Pakistan’s Cross-Border Strikes Confirm Its Anti-Terrorist Commitment
Whatever one might wonder about the new coalition authorities’ foreign policy, and a lot remains to be clarified such as their envisioned policy towards Russia after former Prime Minister Khan claimed that the close ties that he cultivated with that country were one of the reasons why the US allegedly wanted to oust him, there’s no doubt that The Establishment hasn’t wavered one bit in ensuring Pakistan’s objectively existing national security interests.
Pakistan reportedly carried out cross-border strikes against the Tehreek-i-Taliban Pakistan (TTP), an extremist group designated as terrorists by Islamabad, over the weekend. This banned group has received shelter in Taliban-controlled Afghanistan, from where it’s begun launching a spate of terrorist attacks against the Pakistan Armed Forces (PAF). The most recent one was late last week and ended up martyring seven soldiers. That’s supposedly what prompted the PAF to decisively strike back against those terrorists, which also resulted in Islamabad warning their Taliban partners against letting the TTP operate with impunity from Afghan soil to carry out attacks against Pakistan.
Last weekend’s retaliatory strike should hopefully compel the Taliban to dislodge these terrorists. This de facto national liberation movement is still under UNSC sanctions for its connection to terrorism and is struggling to win formal legitimacy after it swept back to power in Afghanistan during the US’ chaotic evacuation from that war-torn country last August. Washington froze all of that state’s assets within its jurisdiction, which in turn exacerbated its ever-worsening humanitarian crisis that could result in profound regional instability if it isn’t resolved as soon as possible. Even worse, Afghanistan seems to be once again becoming a terrorist haven after the TTP found refuge there to plot attacks against Pakistan.
This is a pressing national security concern for that “Major Non-NATO Ally”, which is presently in the midst of its worst political crisis in years following the ouster of former Prime Minister Imran Khan under very scandalous circumstances and the massive nationwide rallies that have been staged in his support since then. Nevertheless, in spite of these domestic political developments, Pakistan’s military-intelligence structures –known in that country’s parlance as The Establishment—remain committed to their sacred duty of ensuring their country’s security against domestic and international threats as proven by the PAF’s reported cross-border anti-terrorist strikes against the TTP.
It’s crucial for Pakistanis and foreign observers alike never to lose sight of the fact that this country’s armed forces are responsible for its continued existence throughout the decades. Without its world-class military-intelligence structures, Pakistan probably would have ceased to exist by now. The relevance of this fact to the present context is that they’re actively ensuring the country’s security from Afghan-emanating terrorist threats that could worsen its internal instability if these forces aren’t thwarted. Accordingly, these structures should always be held in the highest of respect by all no matter what some might speculate about their upper echelon’s role in the recent change of government.
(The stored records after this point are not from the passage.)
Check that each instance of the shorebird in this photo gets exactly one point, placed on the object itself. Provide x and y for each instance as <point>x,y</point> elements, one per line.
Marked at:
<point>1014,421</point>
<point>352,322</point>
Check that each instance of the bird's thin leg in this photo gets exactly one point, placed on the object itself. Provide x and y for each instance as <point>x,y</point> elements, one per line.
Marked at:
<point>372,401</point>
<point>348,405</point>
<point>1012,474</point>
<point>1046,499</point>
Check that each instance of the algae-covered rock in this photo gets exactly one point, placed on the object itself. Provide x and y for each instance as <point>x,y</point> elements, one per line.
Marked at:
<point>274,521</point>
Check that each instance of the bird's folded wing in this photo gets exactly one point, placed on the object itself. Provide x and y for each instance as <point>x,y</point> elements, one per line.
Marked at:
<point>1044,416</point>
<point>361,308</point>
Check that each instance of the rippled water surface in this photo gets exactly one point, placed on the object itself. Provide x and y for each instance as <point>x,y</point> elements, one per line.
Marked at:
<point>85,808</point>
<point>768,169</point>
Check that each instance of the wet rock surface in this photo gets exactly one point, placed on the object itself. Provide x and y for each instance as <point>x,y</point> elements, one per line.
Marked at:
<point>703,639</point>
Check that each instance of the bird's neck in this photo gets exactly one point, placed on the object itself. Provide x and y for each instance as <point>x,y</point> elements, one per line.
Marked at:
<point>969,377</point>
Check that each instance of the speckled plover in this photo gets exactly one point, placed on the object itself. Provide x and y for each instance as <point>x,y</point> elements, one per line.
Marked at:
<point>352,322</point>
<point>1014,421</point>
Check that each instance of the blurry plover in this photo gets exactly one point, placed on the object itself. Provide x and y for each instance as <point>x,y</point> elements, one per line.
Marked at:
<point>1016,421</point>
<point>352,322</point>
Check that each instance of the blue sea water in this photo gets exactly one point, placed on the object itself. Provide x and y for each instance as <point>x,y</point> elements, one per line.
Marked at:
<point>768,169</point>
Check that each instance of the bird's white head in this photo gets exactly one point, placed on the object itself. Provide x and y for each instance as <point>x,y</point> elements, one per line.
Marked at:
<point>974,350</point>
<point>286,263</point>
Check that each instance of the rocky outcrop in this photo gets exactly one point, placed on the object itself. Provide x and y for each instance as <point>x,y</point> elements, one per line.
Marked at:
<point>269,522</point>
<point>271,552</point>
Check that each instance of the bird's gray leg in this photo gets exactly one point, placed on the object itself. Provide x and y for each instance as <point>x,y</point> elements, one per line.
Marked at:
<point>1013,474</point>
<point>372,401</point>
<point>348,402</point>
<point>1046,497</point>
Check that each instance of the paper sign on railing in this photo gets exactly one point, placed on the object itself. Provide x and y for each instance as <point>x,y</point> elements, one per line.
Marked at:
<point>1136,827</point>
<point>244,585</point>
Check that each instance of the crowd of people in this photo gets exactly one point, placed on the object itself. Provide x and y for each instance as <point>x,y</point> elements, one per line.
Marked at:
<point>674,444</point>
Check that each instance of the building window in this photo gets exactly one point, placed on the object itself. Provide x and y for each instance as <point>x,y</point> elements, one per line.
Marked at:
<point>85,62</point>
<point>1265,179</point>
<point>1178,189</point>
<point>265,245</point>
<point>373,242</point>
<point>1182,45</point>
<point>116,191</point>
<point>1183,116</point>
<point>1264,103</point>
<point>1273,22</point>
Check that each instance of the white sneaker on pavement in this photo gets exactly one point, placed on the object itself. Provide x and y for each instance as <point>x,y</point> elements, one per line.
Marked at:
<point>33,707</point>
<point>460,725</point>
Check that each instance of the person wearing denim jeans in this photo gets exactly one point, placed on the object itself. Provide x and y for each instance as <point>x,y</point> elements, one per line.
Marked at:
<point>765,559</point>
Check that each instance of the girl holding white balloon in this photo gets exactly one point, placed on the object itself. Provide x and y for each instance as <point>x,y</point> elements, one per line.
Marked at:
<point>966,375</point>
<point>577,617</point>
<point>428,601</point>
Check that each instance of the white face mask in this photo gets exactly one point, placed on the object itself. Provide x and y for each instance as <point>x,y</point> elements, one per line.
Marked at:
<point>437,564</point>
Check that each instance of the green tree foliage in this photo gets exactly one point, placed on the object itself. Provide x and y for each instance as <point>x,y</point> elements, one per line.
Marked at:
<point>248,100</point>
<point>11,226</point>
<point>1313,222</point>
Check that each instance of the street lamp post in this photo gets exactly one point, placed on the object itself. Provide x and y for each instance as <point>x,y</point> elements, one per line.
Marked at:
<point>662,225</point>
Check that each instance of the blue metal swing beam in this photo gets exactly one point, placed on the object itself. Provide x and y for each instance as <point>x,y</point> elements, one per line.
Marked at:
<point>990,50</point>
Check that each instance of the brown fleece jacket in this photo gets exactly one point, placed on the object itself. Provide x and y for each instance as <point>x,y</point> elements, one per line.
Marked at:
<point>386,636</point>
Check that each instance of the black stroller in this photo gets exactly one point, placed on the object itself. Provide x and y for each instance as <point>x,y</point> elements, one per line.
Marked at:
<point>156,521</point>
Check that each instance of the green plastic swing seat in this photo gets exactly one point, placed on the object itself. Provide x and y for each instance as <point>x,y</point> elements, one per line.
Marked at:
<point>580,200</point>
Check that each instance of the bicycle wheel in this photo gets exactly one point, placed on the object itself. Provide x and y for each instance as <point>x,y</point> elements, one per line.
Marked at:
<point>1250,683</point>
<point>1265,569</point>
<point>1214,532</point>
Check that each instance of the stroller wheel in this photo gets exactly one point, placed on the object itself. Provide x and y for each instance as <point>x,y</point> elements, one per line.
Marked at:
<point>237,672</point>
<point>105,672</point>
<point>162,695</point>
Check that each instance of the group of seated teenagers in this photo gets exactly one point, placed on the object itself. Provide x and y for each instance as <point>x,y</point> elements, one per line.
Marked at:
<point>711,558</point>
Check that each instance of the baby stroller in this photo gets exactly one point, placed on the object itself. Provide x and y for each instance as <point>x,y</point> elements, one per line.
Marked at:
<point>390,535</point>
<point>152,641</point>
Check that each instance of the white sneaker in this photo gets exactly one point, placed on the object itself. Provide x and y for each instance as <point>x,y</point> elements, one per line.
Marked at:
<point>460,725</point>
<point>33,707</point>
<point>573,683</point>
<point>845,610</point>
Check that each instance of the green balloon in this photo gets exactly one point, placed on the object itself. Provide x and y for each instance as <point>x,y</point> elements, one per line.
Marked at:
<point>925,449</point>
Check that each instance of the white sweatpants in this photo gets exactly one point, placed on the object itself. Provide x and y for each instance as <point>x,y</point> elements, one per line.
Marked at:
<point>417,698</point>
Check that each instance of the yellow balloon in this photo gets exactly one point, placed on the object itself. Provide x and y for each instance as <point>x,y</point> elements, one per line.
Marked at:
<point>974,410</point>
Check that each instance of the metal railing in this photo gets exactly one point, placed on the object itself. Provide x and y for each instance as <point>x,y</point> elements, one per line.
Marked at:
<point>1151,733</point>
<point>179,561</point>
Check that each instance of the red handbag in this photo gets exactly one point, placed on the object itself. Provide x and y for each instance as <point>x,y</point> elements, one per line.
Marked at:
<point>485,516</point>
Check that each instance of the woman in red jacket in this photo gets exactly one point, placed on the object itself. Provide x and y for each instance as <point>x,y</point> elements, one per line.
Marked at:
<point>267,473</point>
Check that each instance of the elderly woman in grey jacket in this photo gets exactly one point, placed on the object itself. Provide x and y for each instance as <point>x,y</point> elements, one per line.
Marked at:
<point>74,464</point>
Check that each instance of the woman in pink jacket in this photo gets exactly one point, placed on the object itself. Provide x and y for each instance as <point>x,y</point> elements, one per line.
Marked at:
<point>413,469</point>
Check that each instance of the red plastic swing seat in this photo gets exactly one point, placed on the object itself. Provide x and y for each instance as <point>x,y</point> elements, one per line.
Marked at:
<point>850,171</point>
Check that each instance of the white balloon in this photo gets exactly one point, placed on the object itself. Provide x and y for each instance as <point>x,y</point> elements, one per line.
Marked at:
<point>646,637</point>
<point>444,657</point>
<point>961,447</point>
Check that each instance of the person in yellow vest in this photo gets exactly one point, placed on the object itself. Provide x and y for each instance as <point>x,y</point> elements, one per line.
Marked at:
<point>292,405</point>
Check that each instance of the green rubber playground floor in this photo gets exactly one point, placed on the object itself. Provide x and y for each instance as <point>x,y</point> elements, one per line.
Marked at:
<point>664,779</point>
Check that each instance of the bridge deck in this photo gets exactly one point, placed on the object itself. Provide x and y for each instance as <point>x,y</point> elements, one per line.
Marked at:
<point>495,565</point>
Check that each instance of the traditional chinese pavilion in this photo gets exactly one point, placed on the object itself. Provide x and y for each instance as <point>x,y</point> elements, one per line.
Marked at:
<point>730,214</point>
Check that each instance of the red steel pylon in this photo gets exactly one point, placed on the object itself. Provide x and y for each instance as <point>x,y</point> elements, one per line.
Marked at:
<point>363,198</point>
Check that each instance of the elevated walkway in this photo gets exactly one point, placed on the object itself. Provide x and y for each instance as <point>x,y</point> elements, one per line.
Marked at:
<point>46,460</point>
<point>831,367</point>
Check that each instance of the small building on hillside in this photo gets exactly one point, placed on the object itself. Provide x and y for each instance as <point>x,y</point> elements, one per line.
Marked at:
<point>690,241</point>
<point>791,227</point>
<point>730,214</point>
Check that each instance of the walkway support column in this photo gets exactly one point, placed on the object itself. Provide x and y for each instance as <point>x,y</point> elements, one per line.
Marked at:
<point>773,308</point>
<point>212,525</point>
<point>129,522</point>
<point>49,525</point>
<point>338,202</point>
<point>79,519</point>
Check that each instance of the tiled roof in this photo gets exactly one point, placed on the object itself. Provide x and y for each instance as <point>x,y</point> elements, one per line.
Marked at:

Whatever one might wonder about the new coalition authorities’ foreign policy, and a lot remains to be clarified such as their envisioned policy towards Russia after former Prime Minister Khan claimed that the close ties that he cultivated with that country were one of the reasons why the US allegedly wanted to oust him, there’s no doubt that The Establishment hasn’t wavered one bit in ensuring Pakistan’s objectively existing national security interests. This should serve as a relief for those who were worried about whether speculative US influence over the new coalition authorities might immediately endanger their country. No matter what, The Establishment will never become soft on terrorism.